# ¿Cómo limpiar los conos de los baffles?



## Kebra (Oct 22, 2009)

Tal como dice el título, mi pregunta es cómo limpiar eficientemente los conos sin prejudicarlos.
Los míos están manchados, opacos, y eran brillantes. Parece que la humedad los hubiera opacado.

¿Alguna idea?


----------



## Tacatomon (Oct 23, 2009)

Kebra dijo:


> Tal como dice el título, mi pregunta es cómo limpiar eficientemente los conos sin prejudicarlos.
> Los míos están manchados, opacos, y eran brillantes. Parece que la humedad los hubiera opacado.
> 
> ¿Alguna idea?


 
Compañero, a mi me ha funcionado bien el famoso Armor All, ese liquido con el vikingo y el escudo. Aplico una capa y distribuyo uniformemente. Al final queda el cono con un color "humedo", restaurando su color original. Supongo que tambien protege el cono, ya que eso es lo que hace el liquido. Da brillo a los cubrepolvos de plastico pulidos.

Hasta el momento no me ha causado efectos adversos, hace como 1 año.

Saludos!!!


----------



## Kebra (Oct 23, 2009)

tacatomon dijo:


> Compañero, a mi me ha funcionado bien el famoso Armor All, ese liquido con el vikingo y el escudo. Aplico una capa y distribuyo uniformemente. Al final queda el cono con un color "humedo", restaurando su color original. Supongo que tambien protege el cono, ya que eso es lo que hace el liquido. Da brillo a los cubrepolvos de plastico pulidos.
> 
> Hasta el momento no me ha causado efectos adversos, hace como 1 año.
> 
> Saludos!!!



Voy a ver si encuentro su equivalente nacional, ya que acá no lo ví nunca en ningun super...

Gracias por el dato!


----------



## Kebra (Oct 23, 2009)

Bien, acabo de limpiar un baffle con Silicona en aerosol. La apliqué sobre un paño, y con el paño suavemente limpié woofer y medios. Aparentemente quedó 10 puntos. Al menos a la vista. No humedeció para nada el material de los conos, y quedó brillante, realzando el negro original de los conos. Mas tarde sigo con el otro baffle.

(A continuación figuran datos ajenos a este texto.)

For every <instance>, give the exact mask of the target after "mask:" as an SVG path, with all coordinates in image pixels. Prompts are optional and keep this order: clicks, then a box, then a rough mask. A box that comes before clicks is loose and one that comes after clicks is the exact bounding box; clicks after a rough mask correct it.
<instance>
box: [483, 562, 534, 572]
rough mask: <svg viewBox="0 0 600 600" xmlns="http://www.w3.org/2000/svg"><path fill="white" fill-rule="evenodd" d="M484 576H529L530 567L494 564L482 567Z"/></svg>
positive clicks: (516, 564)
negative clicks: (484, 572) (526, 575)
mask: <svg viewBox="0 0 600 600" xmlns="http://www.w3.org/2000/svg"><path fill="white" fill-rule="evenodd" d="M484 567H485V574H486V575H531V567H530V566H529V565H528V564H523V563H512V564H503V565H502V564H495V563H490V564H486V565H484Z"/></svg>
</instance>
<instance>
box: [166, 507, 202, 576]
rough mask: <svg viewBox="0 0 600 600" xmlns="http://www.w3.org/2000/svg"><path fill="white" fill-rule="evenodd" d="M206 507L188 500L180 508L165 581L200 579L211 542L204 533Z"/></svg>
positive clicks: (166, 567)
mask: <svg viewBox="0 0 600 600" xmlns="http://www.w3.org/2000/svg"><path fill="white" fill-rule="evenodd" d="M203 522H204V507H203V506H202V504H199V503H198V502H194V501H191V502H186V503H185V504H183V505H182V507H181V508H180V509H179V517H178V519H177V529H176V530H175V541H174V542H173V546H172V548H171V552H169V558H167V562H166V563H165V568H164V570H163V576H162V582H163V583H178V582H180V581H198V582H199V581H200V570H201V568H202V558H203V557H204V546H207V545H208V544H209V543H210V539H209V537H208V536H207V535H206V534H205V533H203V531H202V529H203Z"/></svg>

Después adjunto unas fotos con el antes y después.


----------



## Kebra (Oct 24, 2009)

Kebra dijo:


> Bien, acabo de limpiar un baffle con Silicona en aerosol. La apliqué sobre un paño, y con el paño suavemente limpié woofer y medios. Aparentemente quedó 10 puntos. Al menos a la vista. No humedeció para nada el material de los conos, y quedó brillante, realzando el negro original de los conos. Mas tarde sigo con el otro baffle.
> 
> Después adjunto unas fotos con el antes y después.



No saqué las fotos, pero quedaron 10 puntos.


----------



## Tacatomon (Oct 26, 2009)

Exelente, que bueno que te sirvio!!!

Yo lo aplique directamente al cono, mas o menos como una "empapadita" no tanto, pero se humedecen, cuando se seca, da la sensacion de que aún esta humedo pero es por que restauro el color original.

En una de esas, se me escurrio un poco por el lado de la suspencion, al otro dia se hizo como una gotita de pegamento, como quien dice, si protege y bien.

!!!sodulaS


----------